One study performed in 1997 found that using a cervical cap to keep sperm close to the cervix appeared to be a more successful artificial insemination method than using a straw to insert sperm close to the cervix. An older study, performed in 1983, found that couples experiencing primary infertility for at least a year experienced a 43 percent success rate of getting pregnant when using a cervical cap at home to perform artificial insemination.
That said, cervical caps are designed to sit closer to the cervix than most menstrual cups, whose reservoirs tend to be deeper. So, given that not much is known about why, how or even if the shape or location of such a tool may or may not impact fertilization, it's worth trying to mimic the cervical cap as much as possible since the few studies available have been with this tool.
As such, you should look for a shallower menstrual cup with more of a disc-like shape, rather than the longer, more cylindrical-shaped versions. There are several on the market, some disposable, and some designed for multiple uses. For instance, the Ziggy Cup, Flex Cup, Softdisc and Nixit all have a slightly more similar shape to the cervical cap.
Giving the menstrual cup a try for fertility
If you're wondering whether it's worth trying the menstrual cup to get pregnant, Mouanness said it's worth a shot. "Even if it doesn't help, it certainly doesn't cause any harm," he said. "You can either have your partner deposit sperm directly into the cup (either during intercourse using the pull-out method, or masturbation), or you can have sex (with your partner ejaculating inside), then insert the cup immediately while lying flat to ensure the sperm remains inside."
Either way, you can safely wear the inserted cup for 8 to 12 hours, which certainly could increase the likelihood that your partner's (or a donor's) sperm has the opportunity to get to where it needs to go.
Could it be the placebo effect? (Does it matter?)
For the anecdotes that indicate the menstrual cup method may, in fact, assist with pregnancy, the placebo effect could always be partly responsible.
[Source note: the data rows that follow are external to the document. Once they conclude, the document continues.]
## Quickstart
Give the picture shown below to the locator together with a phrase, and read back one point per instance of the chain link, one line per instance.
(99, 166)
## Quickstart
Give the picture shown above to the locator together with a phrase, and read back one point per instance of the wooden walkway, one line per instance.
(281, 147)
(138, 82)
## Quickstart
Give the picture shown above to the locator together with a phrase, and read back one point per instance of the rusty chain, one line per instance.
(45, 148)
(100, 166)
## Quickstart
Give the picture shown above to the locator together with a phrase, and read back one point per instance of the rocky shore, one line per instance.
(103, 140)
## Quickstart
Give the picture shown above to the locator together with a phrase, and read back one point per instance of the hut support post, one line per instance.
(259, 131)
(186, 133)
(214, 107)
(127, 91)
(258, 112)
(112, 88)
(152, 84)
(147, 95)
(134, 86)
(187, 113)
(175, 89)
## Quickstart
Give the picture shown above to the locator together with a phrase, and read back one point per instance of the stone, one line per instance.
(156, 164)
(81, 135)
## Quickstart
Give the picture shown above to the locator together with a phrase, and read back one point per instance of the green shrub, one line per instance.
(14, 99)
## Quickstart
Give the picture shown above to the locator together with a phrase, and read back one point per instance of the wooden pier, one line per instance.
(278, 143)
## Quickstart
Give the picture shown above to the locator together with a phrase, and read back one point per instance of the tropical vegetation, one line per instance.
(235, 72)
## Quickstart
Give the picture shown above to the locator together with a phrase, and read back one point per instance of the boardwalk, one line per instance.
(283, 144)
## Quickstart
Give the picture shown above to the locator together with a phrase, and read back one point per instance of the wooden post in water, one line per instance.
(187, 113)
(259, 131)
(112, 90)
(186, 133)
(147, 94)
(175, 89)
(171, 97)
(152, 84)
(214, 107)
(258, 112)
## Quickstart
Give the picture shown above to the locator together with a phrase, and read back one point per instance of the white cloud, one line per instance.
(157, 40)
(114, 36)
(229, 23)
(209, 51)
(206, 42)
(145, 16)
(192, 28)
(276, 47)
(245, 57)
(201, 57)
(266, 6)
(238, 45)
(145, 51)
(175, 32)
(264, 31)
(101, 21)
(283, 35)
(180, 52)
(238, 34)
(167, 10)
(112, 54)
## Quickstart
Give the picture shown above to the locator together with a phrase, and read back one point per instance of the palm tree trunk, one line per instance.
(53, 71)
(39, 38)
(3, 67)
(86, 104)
When people feel they're doing something that could help their chances of getting pregnant, their mood may improve, and their stress levels may decrease—which could have a positive impact on experiencing a successful pregnancy.
"There's evidence to suggest that improving mindset and feeling more optimistic can improve your fertility slightly," said Laura Spencer, a certified fertility coach who holds a master's in healthcare public policy.
"Infertility is very stressful. It puts an emotional strain on every area of life—mental health, physical health, and relationships," Spencer continued. "It can be very lonely and isolating."
As such, any tool or resource that can help during the pregnancy journey and provide the woman with a feeling of control over outcomes could help put her body and mind in the right space for pregnancy success.
Who shouldn't use a menstrual cup for pregnancy reasons
As with most things, not everyone is a candidate for using the menstrual cup method to get pregnant. "If you have a history of pelvic infection, sexually transmitted diseases, or you're likely to forget the menstrual cup in place, then it's probably not the method for you," Mouanness advised. "There are also no guidelines on how long the menstrual cup should be kept inside to increase your chances of pregnancy, but you shouldn't keep it in longer than 12 hours—the general guidelines for menstrual cup use."